Wednesday, November 14, 2012

Make the deal John

John let’s make a deal Boehner is in a pickle. Little Barry hold all the cards. Little Barry wants taxes to go up. If the truth were known, Little Barry wants taxes to go up across the board, because he knows the real money in the tax code comes from the middle class.


Little Barry also wants the defense budget cut. Last, Little Barry is quite certain no politician will vote to cut social spending to the degree demanded by the sequester. If they do, the first order of business in congress in Jan will be to pass legislation to restore that spending.

So what is Johnny B to do? Compromise. Here’s how it’s done. Boehner says, alright LB let’s raise taxes on millionaires. And to make sure we hit millionaires and only millionaires we will set the threshold for that tax a 1.2 million in adjusted combined earnings. There you have it. Your campaign promise is kept. What’s next?

Of course Little Barry cannot take the deal, because he knows it’s not big enough. Then Boehner says, look you won the vote. Elections have consequences. The majority of voters in the blue states agree with your tax and spend policies. So I’m happy to raise the taxes in the states that you won to whatever level you decide is necessary. The majority of people in those states should be quite happy to support your economic plan.

I do not know why that wouldn’t work. The tax code is already an abomination.
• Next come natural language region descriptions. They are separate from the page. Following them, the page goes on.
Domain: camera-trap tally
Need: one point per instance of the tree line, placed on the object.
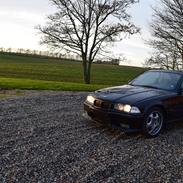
(167, 32)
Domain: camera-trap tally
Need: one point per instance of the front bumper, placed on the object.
(127, 122)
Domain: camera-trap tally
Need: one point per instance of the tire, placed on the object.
(154, 122)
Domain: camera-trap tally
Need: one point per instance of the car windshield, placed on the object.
(157, 79)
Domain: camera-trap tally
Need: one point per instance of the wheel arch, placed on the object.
(160, 107)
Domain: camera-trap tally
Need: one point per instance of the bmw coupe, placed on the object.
(147, 103)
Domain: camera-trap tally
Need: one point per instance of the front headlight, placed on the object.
(127, 108)
(90, 99)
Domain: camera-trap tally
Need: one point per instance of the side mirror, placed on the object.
(180, 91)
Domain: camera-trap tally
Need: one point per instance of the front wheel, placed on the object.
(154, 122)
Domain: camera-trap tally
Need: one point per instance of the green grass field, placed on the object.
(26, 72)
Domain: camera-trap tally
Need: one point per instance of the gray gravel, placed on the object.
(44, 137)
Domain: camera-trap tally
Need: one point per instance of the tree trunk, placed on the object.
(86, 71)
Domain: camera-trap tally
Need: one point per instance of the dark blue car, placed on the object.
(146, 104)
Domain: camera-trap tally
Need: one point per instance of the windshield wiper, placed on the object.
(147, 86)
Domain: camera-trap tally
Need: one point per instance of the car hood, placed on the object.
(129, 94)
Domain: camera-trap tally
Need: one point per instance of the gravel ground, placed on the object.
(44, 137)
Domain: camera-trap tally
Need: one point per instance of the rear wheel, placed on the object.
(154, 122)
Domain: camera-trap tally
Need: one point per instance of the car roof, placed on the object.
(168, 71)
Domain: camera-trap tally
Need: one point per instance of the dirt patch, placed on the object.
(44, 137)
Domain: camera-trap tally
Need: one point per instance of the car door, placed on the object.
(174, 104)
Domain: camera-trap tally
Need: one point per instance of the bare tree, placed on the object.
(86, 27)
(167, 30)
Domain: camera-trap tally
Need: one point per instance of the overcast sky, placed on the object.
(18, 19)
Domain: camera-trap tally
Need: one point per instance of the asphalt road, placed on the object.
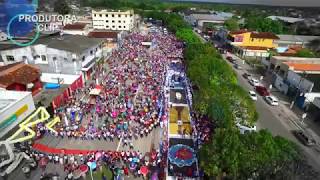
(276, 118)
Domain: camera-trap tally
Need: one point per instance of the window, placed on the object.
(44, 58)
(10, 58)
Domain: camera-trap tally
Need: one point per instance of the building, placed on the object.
(286, 41)
(60, 58)
(20, 77)
(15, 106)
(288, 20)
(110, 39)
(3, 36)
(252, 44)
(294, 74)
(113, 20)
(76, 29)
(198, 20)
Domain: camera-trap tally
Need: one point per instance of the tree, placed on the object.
(305, 53)
(232, 24)
(261, 24)
(62, 7)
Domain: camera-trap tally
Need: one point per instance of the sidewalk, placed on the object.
(294, 114)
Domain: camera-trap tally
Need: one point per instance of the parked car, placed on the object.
(237, 66)
(263, 91)
(247, 76)
(254, 82)
(253, 95)
(304, 138)
(272, 100)
(229, 58)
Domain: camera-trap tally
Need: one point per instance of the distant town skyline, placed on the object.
(299, 3)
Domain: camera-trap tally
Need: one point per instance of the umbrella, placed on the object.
(98, 155)
(43, 162)
(154, 176)
(84, 168)
(133, 166)
(144, 170)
It is 100,000 pages of undecipherable gobbledy gook designed to pick life’s winners and losers, encourage and discourage certain behaviors of a supposedly free people and a bludgeon used by ruling class politicians to keep the surfs in check. This plan requires a one page addendum that lists the blue states and the increase percentage of tax people who live in those states are required to pay. Of course you’d need to add a tutorial on how to figure a percentage for the public school grades that live in those states.

If I were Boehner, I’d seriously propose this solution. Even if it’s shot down it would make the point in a very graphic manner that elections have consequences. It has the added advantage of determining if a collective “hell yes” from southern and western states would be heard in CA and NY.

1 comment:

Anonymous said...

The Griffin from Houston..
Companies have cash. Capital gains, dividends, taxes, all going up. So they will their gains this year. Losses next year. And the corporations will buy back their own stock because they will not be investing in new buildings, equipment, etc. The wait on the election is over. The stock market is dropping. More layoffs coming. This is called "hunkering down". The Griffin did invest in firearm manufacturers stock though.Up 10% since the election. I wonder why?